CAR-T And Multiple Myeloma:The Road Ahead for CAR-T Cell Therapy in Multiple Myeloma,Arduous yet Promising

CAR-T And Multiple Myeloma:The Road Ahead for CAR-T Cell Therapy in Multiple Myeloma,Arduous yet Promising

In the near future, CAR-T cell therapy products for multiple myeloma will gradually be launched in China and soon enter clinical practice, which is good news. However, we still face many pressing real-world issues that need to be addressed.

Car-t in the treatment of multiple myeloma

Car-t in the treatment of multiple myeloma

First, after the CAR-T products are launched, their high prices may deter some patients from pursuing this treatment option. Conservative estimates suggest that each CAR-T cell therapy could cost no less than 1 million Chinese yuan (RMB). The CAR-T product developed by Nanjing Legend Biotech (Carvykti, ciltacabtagene autoleucel) has already been launched in the United States, currently priced at $465,000 (approximately RMB 2.93 million); Bristol Myers Squibb and Bluebird Bio’s CAR-T therapy Abecma (idecabtagene vicleucel) was approved in March 2021, priced at $415,000 (approximately RMB 2.7 million).

Second, while CAR-T therapy for multiple myeloma has shown promising efficacy, it does not equate to a cure, as almost all patients still face the risk of relapse and disease progression.

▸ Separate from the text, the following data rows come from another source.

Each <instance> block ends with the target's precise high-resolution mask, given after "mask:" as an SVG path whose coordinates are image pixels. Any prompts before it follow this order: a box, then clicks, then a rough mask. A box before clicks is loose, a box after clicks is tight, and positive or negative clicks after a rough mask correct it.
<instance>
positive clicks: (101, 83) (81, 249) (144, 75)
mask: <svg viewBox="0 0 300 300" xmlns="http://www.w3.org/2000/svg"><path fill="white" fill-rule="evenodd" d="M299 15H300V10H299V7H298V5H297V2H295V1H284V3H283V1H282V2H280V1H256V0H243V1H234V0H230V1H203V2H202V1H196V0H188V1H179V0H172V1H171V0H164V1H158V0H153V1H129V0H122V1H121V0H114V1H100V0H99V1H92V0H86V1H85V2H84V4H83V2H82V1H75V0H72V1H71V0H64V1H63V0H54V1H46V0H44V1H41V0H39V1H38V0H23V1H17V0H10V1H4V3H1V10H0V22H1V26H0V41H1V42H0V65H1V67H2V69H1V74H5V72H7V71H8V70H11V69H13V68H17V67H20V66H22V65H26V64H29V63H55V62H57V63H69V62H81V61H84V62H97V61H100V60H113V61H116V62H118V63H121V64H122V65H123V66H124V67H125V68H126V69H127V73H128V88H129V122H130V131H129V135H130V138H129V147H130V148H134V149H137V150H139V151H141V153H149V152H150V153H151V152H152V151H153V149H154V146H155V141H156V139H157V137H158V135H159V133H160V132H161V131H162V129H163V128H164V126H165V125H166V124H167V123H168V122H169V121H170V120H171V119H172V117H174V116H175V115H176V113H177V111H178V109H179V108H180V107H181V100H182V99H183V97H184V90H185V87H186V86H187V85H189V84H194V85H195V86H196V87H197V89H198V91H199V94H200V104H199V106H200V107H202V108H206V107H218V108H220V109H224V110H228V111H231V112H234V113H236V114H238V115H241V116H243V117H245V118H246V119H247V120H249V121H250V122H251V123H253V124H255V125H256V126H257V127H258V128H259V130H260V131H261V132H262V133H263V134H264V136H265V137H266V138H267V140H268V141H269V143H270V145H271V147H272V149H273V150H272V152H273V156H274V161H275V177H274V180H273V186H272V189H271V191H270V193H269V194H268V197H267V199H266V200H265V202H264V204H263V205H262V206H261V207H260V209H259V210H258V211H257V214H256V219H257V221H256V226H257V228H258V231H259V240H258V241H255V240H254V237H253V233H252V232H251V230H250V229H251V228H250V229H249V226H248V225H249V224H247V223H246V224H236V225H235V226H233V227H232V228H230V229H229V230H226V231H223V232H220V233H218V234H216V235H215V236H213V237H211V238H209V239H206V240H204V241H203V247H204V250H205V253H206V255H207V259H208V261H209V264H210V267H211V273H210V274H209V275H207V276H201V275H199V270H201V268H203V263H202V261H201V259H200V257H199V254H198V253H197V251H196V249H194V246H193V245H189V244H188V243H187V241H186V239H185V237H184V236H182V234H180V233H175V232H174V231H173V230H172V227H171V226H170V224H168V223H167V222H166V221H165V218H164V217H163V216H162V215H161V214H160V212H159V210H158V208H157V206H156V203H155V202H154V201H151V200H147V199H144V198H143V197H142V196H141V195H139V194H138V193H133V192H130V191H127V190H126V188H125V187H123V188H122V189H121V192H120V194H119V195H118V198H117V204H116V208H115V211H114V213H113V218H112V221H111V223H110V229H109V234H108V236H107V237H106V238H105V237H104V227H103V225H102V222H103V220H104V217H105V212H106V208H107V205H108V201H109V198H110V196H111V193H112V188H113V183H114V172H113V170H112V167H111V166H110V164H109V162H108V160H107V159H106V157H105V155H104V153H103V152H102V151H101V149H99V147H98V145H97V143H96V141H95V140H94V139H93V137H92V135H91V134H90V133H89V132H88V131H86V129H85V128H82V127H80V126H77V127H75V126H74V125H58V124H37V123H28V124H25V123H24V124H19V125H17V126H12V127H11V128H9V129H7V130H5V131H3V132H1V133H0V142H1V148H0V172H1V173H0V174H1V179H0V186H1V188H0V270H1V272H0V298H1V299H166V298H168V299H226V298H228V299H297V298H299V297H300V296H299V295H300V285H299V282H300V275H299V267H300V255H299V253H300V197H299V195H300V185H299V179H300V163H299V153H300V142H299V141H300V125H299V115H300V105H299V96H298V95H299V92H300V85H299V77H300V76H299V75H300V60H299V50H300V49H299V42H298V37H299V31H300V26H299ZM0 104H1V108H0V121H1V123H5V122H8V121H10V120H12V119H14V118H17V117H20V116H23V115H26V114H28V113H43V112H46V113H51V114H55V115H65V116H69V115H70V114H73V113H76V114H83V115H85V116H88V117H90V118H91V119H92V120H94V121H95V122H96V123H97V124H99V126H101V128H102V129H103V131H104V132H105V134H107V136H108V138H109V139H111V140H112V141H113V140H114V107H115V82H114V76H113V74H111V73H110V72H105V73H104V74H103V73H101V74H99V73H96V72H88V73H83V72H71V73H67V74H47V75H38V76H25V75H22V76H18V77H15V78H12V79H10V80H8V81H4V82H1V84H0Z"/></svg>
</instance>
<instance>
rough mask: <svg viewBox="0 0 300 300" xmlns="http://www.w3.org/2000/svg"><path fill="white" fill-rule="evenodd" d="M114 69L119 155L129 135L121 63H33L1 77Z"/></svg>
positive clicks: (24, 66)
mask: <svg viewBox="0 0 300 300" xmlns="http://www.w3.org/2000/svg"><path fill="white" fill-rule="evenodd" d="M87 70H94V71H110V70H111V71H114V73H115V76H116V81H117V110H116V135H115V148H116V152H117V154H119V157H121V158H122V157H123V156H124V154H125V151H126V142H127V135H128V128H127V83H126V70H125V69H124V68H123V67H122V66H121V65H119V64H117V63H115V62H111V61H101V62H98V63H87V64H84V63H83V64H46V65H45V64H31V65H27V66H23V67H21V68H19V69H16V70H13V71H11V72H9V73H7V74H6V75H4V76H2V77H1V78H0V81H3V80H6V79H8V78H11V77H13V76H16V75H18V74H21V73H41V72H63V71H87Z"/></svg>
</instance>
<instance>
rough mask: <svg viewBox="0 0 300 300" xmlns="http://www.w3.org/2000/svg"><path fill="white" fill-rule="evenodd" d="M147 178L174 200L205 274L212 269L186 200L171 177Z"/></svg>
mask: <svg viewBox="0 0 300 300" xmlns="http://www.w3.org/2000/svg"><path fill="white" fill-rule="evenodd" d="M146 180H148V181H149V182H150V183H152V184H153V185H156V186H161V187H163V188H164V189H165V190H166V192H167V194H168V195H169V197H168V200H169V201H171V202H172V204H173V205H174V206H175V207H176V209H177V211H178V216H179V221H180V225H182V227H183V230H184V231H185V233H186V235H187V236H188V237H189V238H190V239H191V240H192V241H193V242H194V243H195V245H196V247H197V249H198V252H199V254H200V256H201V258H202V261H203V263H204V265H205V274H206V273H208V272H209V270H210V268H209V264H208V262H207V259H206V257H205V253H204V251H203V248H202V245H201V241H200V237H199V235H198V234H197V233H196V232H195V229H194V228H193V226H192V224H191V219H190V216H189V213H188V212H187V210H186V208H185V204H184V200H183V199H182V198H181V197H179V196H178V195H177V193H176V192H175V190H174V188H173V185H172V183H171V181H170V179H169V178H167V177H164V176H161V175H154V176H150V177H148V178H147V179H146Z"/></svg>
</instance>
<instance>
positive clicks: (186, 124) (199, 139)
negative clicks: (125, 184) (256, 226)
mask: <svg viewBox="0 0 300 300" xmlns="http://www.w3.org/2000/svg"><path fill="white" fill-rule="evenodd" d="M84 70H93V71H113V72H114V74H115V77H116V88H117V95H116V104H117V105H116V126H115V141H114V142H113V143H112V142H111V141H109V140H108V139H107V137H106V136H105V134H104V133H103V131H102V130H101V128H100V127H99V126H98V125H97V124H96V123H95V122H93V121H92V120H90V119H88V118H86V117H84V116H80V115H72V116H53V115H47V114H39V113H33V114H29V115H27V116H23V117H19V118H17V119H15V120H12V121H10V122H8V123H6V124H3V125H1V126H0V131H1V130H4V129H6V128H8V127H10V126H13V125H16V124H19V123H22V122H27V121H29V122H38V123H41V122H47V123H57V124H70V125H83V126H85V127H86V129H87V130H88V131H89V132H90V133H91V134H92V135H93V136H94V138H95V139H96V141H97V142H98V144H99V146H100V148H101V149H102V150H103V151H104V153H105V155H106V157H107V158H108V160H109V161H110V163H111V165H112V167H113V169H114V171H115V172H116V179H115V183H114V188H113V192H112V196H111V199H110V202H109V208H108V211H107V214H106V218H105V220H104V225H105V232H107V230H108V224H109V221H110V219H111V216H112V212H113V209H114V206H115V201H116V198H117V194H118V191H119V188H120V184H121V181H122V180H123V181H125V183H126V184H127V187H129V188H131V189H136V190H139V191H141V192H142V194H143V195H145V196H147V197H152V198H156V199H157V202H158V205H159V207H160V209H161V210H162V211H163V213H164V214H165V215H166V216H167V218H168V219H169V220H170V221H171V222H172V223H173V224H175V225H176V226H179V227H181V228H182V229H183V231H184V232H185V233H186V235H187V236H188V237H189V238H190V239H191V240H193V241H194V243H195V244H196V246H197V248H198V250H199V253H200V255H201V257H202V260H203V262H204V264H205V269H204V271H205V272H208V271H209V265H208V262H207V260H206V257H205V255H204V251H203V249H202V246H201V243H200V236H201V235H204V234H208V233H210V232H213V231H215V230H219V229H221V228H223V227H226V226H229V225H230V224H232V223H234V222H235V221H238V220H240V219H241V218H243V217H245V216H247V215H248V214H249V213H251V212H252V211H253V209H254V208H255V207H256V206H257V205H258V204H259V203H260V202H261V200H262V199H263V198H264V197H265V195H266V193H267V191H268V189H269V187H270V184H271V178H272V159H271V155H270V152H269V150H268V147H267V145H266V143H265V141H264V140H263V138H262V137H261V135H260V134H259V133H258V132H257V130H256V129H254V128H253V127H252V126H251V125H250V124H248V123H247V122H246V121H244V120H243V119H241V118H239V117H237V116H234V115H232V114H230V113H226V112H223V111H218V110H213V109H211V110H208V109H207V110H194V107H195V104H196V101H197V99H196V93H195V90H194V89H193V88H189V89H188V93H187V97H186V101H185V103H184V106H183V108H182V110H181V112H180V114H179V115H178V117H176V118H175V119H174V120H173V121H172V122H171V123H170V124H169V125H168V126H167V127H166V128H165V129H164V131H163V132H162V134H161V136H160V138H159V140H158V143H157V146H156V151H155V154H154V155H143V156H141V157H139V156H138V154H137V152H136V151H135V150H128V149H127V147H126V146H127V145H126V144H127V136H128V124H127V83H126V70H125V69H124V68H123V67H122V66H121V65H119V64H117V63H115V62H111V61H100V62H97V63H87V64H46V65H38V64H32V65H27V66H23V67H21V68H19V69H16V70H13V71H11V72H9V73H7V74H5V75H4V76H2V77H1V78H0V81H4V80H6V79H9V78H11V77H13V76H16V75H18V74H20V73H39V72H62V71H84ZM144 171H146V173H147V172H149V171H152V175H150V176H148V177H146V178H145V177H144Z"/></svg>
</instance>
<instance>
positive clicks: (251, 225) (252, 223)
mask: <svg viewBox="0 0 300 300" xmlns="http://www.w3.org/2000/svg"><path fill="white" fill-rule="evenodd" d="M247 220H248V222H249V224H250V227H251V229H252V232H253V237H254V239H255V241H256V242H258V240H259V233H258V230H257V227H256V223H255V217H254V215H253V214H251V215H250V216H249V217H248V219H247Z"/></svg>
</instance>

Therefore, even if CAR-T therapy becomes widely available, it is not the ultimate treatment for multiple myeloma, and close monitoring of the disease is still necessary after treatment.

Third, the optimal sequential therapy after CAR-T treatment is currently unclear. Since a cure cannot be achieved, some form of drug therapy should be considered after CAR-T treatment, ideally agents that not only do not impair the function of the remaining CAR-T cells but also enhance their efficacy and anti-tumor effects, leading to durable disease control.

Fourth, current data indicate that multiple myeloma patients with extramedullary disease may not achieve lasting remission from CAR-T therapy alone. Even if initially effective, progression is likely to occur. Therefore, relapsed/refractory patients with extramedullary disease should consider chemotherapy to effectively control the extramedullary disease before proceeding with sequential CAR-T therapy.

Fifth, current evidence more strongly supports the use of CAR-T therapy for relapsed/refractory multiple myeloma patients who are at least triple-refractory. There is currently a lack of sufficient data to support the frontline use of CAR-T therapy in multiple myeloma. Some centers are exploring the use of CAR-T therapy as consolidation after autologous stem cell transplantation in high-risk patients, with preliminary results showing good clinical efficacy and safety. However, more data is needed to establish the feasibility of CAR-T therapy in the frontline setting, which would first need to address the substantial cost issue.

Despite these challenges, the advent of CAR-T products has brought a glimmer of hope for multiple myeloma patients who have progressed through multiple lines of therapy and developed multi-drug resistance. Although the obstacles are numerous, I believe that the pricing issue may only be a matter of time, as more products become available and commercial insurance coverage becomes more effective.

Furthermore, real-world data have shown that some relapsed/refractory patients who received CAR-T cell therapy can still exhibit decent treatment responses even when their disease progresses. In other words, progression after CAR-T therapy does not necessarily warrant excessive concern.

I have been advocating for “standardized diagnosis and treatment,” which not only facilitates durable disease control but also effectively reduces medical expenses for patients. Recently, I proposed the concept of “using each effective treatment to its full potential,” which is also an essential part of “standardized diagnosis and treatment.” We all know that many new drugs are not immediately included in medical insurance coverage, and CAR-T therapy is unlikely to be covered by insurance in the short term. Since the treatment of multiple myeloma is a long-term battle, standardized diagnosis and treatment ensure that we maximize treatment efficacy for multiple myeloma patients while strategically reducing economic burden.

I have been strongly promoting upfront autologous stem cell transplantation for the treatment of multiple myeloma, as the role of autologous transplantation has not been supplanted by any new drugs – and CAR-T therapy is unlikely to displace autologous transplantation in the short term. Whether it is new drug therapy, autologous transplantation, or CAR-T therapy, all are part of the treatment for multiple myeloma. Optimizing treatment strategies will be our important task for the foreseeable future.

A objective, calm, and rational understanding of CAR-T therapy will enable us to better apply this treatment to the most appropriate population of multiple myeloma patients. I will continue to closely monitor the launch of CAR-T products.

While the road ahead may be thorny and rugged, we remain confident in welcoming CAR-T therapy.

Once again, a reminder: All multiple myeloma patients should follow standardized diagnosis, treatment, and follow-up. Patients eligible for transplantation should undergo upfront autologous stem cell transplantation, with high-risk patients recommended for sequential autologous transplantation. Remember, complete remission does not equate to a cure.